## question id: E007

In [1]:
import pandas as pd
import configparser
import module_table_writer as tw
import module_data_wrangling as dw

question_id = 'E007'
selected_level = {1:'Yes',2:'No',3:'Not applicable'}

#Enrolled demographic
enrolled_column_key = 'B003'
enrolled_column_name = 'Enrolled'
enrolled_dictionary = {'0':'Enrolled','B003_01':'Intend to enroll','B003_02':'Intend to re-enroll'}  
# B003_05: Do not intend to finish the PhD -> only two people and answers are mostly empty, so I removed.

#Gender demographic
gender_column_key = 'B004'
gender_column_name = 'Gender'
gender_dictionary = {1:'Female',2:'Male'}
#3:'Non-binary' no one selected this option
#4:'Diverse' only one person selected this option

#Year at HPI demographic
years_at_HPI_column_key = 'B006'
years_at_HPI_column_name = 'Years at HPI'
years_at_HPI_dictionary = {'B006_01':'1 year or less','B006_02':'2 years','B006_03':'3 years','B006_04':'More than 4 years'}

#Citizenship demographic
citizenship_column_key = 'B007'
citizenship_column_name = 'Citizenship'
citizenship_dictionary = {1:'Germany',2:'EU',3:'Non-EU'}

#-----------------------------------------------------------------
# LOAD CONFIGURATION FILE
config = configparser.ConfigParser()
config.read('config.ini')
project_path = config['file.loading']['project_path']
data_folder = config['file.loading']['data_folder']
latex_tables_folder = config['file.loading']['latex_tables_folder']
question_index_file = config['file.loading']['question_index_file']
data_file = config['file.loading']['data_file']
sep = config['file.loading']['sep']

#----------------------------------------------------------------
#LOAD QUESTION INDEX (Questions id, Question text, Answer alternatives, Details)
question_index_path = f'{project_path}/{data_folder}/{question_index_file}'
#print(question_index_path)
id_data_frame = pd.read_csv(question_index_path,encoding = 'ISO-8859-1')
filtered_index_df = id_data_frame[id_data_frame['ID']==question_id]
question_title = filtered_index_df['Question'].iloc[0]

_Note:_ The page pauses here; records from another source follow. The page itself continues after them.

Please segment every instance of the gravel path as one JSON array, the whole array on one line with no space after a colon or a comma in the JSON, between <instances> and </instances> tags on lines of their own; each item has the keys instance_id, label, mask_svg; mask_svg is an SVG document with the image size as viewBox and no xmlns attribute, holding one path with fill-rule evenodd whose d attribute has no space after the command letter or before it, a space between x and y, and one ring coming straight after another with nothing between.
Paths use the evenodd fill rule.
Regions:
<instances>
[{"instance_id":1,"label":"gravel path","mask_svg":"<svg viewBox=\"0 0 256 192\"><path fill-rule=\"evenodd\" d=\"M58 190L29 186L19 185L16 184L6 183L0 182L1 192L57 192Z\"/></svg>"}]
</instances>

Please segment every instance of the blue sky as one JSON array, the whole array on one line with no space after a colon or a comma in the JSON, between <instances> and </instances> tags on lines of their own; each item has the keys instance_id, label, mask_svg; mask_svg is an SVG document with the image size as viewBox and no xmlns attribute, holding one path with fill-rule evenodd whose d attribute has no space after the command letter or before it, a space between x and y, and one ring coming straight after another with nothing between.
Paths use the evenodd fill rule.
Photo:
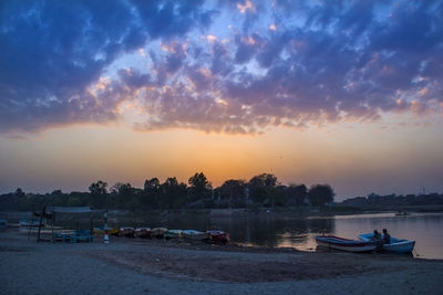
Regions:
<instances>
[{"instance_id":1,"label":"blue sky","mask_svg":"<svg viewBox=\"0 0 443 295\"><path fill-rule=\"evenodd\" d=\"M312 146L305 148L309 150L316 148L313 138L331 133L350 136L356 128L370 140L365 147L396 146L403 152L405 143L413 141L418 146L413 158L431 157L431 162L443 164L426 143L414 143L414 138L433 138L432 144L443 148L439 139L443 135L442 17L441 1L2 1L0 157L17 157L10 148L17 145L39 157L35 146L52 145L58 130L65 135L58 140L69 140L70 134L76 137L79 126L84 137L93 136L96 127L105 128L115 141L123 128L136 134L133 145L143 140L140 136L168 137L150 151L154 154L174 145L177 133L197 141L213 136L220 143L253 138L254 148L262 149L260 137L281 135L275 139L278 145L291 147L297 138L308 136L305 140ZM394 140L395 133L404 136ZM384 143L379 143L380 134ZM339 135L332 138L334 149L347 150ZM243 143L236 145L244 148ZM87 152L87 146L81 148ZM99 145L96 152L105 148ZM356 155L365 150L353 148ZM126 154L115 151L112 157ZM364 170L371 159L362 157L359 165ZM382 151L377 161L380 167L385 162ZM410 160L405 161L409 167ZM8 165L16 172L1 171L1 190L58 188L48 180L32 180L33 175L17 164ZM41 165L35 169L44 170ZM128 180L156 176L164 166L157 165ZM186 180L182 166L168 166ZM236 173L222 164L207 162L210 169L205 164L186 166L207 169L215 182L254 176L253 170ZM303 167L317 166L323 169L312 158ZM342 194L358 190L348 189L352 185L332 173L303 177L300 170L278 167L269 169L286 182L336 181ZM383 169L385 177L393 172ZM68 170L61 175L72 180ZM130 167L123 170L131 171ZM427 172L432 179L443 177L441 168L420 167L416 178ZM363 175L377 173L369 169ZM29 176L21 179L20 175ZM406 187L414 176L400 179L395 188ZM87 181L120 181L119 177L124 176L97 172L63 188L84 190ZM370 181L361 193L385 187L385 177ZM439 180L413 186L443 189ZM395 188L388 186L380 192Z\"/></svg>"}]
</instances>

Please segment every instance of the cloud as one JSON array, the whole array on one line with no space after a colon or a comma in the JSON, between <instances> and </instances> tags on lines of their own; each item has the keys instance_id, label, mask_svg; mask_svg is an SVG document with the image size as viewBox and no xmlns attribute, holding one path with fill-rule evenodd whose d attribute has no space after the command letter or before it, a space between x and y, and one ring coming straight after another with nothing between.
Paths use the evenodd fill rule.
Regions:
<instances>
[{"instance_id":1,"label":"cloud","mask_svg":"<svg viewBox=\"0 0 443 295\"><path fill-rule=\"evenodd\" d=\"M114 122L123 102L137 129L239 134L441 113L442 15L437 1L3 1L0 131Z\"/></svg>"}]
</instances>

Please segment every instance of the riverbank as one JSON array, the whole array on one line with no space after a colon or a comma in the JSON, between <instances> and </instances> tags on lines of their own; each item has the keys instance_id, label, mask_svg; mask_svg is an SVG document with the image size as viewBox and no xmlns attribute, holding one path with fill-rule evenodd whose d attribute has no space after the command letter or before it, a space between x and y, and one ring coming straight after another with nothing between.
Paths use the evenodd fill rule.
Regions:
<instances>
[{"instance_id":1,"label":"riverbank","mask_svg":"<svg viewBox=\"0 0 443 295\"><path fill-rule=\"evenodd\" d=\"M443 261L113 239L37 243L0 232L2 294L436 294Z\"/></svg>"}]
</instances>

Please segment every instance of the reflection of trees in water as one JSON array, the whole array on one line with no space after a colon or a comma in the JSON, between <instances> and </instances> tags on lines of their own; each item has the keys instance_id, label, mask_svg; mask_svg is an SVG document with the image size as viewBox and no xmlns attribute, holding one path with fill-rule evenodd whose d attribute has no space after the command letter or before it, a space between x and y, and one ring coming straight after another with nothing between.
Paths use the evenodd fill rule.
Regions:
<instances>
[{"instance_id":1,"label":"reflection of trees in water","mask_svg":"<svg viewBox=\"0 0 443 295\"><path fill-rule=\"evenodd\" d=\"M121 218L119 226L164 226L178 230L223 230L237 243L276 246L306 242L309 233L331 233L333 219L281 218L276 214L210 217L207 213L151 213Z\"/></svg>"}]
</instances>

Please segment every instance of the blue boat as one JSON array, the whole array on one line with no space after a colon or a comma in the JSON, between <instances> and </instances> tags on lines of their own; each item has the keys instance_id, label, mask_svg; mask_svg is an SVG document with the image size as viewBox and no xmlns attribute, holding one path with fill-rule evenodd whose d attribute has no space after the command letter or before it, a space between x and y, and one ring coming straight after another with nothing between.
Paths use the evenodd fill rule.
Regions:
<instances>
[{"instance_id":1,"label":"blue boat","mask_svg":"<svg viewBox=\"0 0 443 295\"><path fill-rule=\"evenodd\" d=\"M360 234L359 239L361 241L373 241L373 233ZM415 246L415 241L409 241L391 236L391 243L382 244L381 249L396 253L411 253L414 250L414 246Z\"/></svg>"},{"instance_id":2,"label":"blue boat","mask_svg":"<svg viewBox=\"0 0 443 295\"><path fill-rule=\"evenodd\" d=\"M317 235L316 242L319 246L348 252L369 252L377 249L372 241L356 241L336 235Z\"/></svg>"}]
</instances>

print('ID:'+question_id+', Question Title:' + question_title)

#extract the answer options for this question (it is a column)
options_dict = dw.generate_options_dictionary(filtered_index_df,'Alternatives')

#----------------------------------------------------------------
#LOAD DATA FILE AND FILTER NECESSARY COLUMNS
file_name_path = f'{project_path}/{data_folder}/{data_file}'
original_data_frame = pd.read_csv(file_name_path,encoding = 'ISO-8859-1')

my_list = [enrolled_column_key, gender_column_key, years_at_HPI_column_key, citizenship_column_key, question_id]

# Get a list of all keys
options_code_list = list(selected_level.keys())
options_names_list = list(selected_level.values())

selected_columns = my_list 

# Create a new DataFrame with only the selected columns
data_frame = original_data_frame[selected_columns]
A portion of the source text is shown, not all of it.